I am working on code using the gensim and having a tough time troubleshooting a ValueError within my code. I finally was able to zip GoogleNews-vectors-negative300.bin.gz file so I could implement it in my model. I also tried gzip which the results were unsuccessful. The error in the code occurs in the last line. I would like to know what can be done to fix the error. Is there any workarounds? Finally, is there a website that I could reference?
Thank you respectfully for your assistance!
import gensim from keras import backend from keras.layers import Dense, Input, Lambda, LSTM, TimeDistributed from keras.layers.merge import concatenate from keras.layers.embeddings import Embedding from keras.models import Mode pretrained_embeddings_path = "GoogleNews-vectors-negative300.bin" word2vec = gensim.models.KeyedVectors.load_word2vec_format(pretrained_embeddings_path, binary=True) --------------------------------------------------------------------------- ValueError Traceback (most recent call last) <ipython-input-3-23bd96c1d6ab> in <module>() 1 pretrained_embeddings_path = "GoogleNews-vectors-negative300.bin" ----> 2 word2vec = gensim.models.KeyedVectors.load_word2vec_format(pretrained_embeddings_path, binary=True) C:UsersgreenAnaconda3envspy35libsite- packagesgensimmodelskeyedvectors.py in load_word2vec_format(cls, fname, fvocab, binary, encoding, unicode_errors, limit, datatype) 244 word.append(ch) 245 word = utils.to_unicode(b''.join(word), encoding=encoding, errors=unicode_errors) --> 246 weights = fromstring(fin.read(binary_len), dtype=REAL) 247 add_word(word, weights) 248 else: ValueError: string size must be a multiple of element size
you have to write the complete path.
use this path:
The below commands no longer work work.
brew install wget wget -c "https://s3.amazonaws.com/dl4j-distribution/GoogleNews-vectors-negative300.bin.gz"

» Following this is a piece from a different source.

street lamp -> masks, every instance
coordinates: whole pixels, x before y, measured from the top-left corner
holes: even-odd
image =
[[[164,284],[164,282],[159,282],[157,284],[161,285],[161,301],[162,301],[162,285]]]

This downloads the GZIP compressed file that you can uncompress using:
gzip -d GoogleNews-vectors-negative300.bin.gz
You can then use the below command to get wordVector.
from gensim import models w = models.KeyedVectors.load_word2vec_format( '../GoogleNews-vectors-negative300.bin', binary=True)
try this –
import gensim.downloader as api wv = api.load('word2vec-google-news-300') vec_king = wv['king']
Here is what worked for me. I loaded a part of the model and not the entire model as it’s huge.
!pip install wget import wget url = 'https://s3.amazonaws.com/dl4j-distribution/GoogleNews-vectors-negative300.bin.gz' filename = wget.download(url) f_in = gzip.open('GoogleNews-vectors-negative300.bin.gz', 'rb') f_out = open('GoogleNews-vectors-negative300.bin', 'wb') f_out.writelines(f_in) import gensim from gensim.models import Word2Vec, KeyedVectors from sklearn.decomposition import PCA model = KeyedVectors.load_word2vec_format('GoogleNews-vectors-negative300.bin', binary=True, limit=100000)
You can use this URL that points to Google Drive’s download of the bin.gz file:
Alternative mirrors (including the S3 mentioned here) seem to be broken.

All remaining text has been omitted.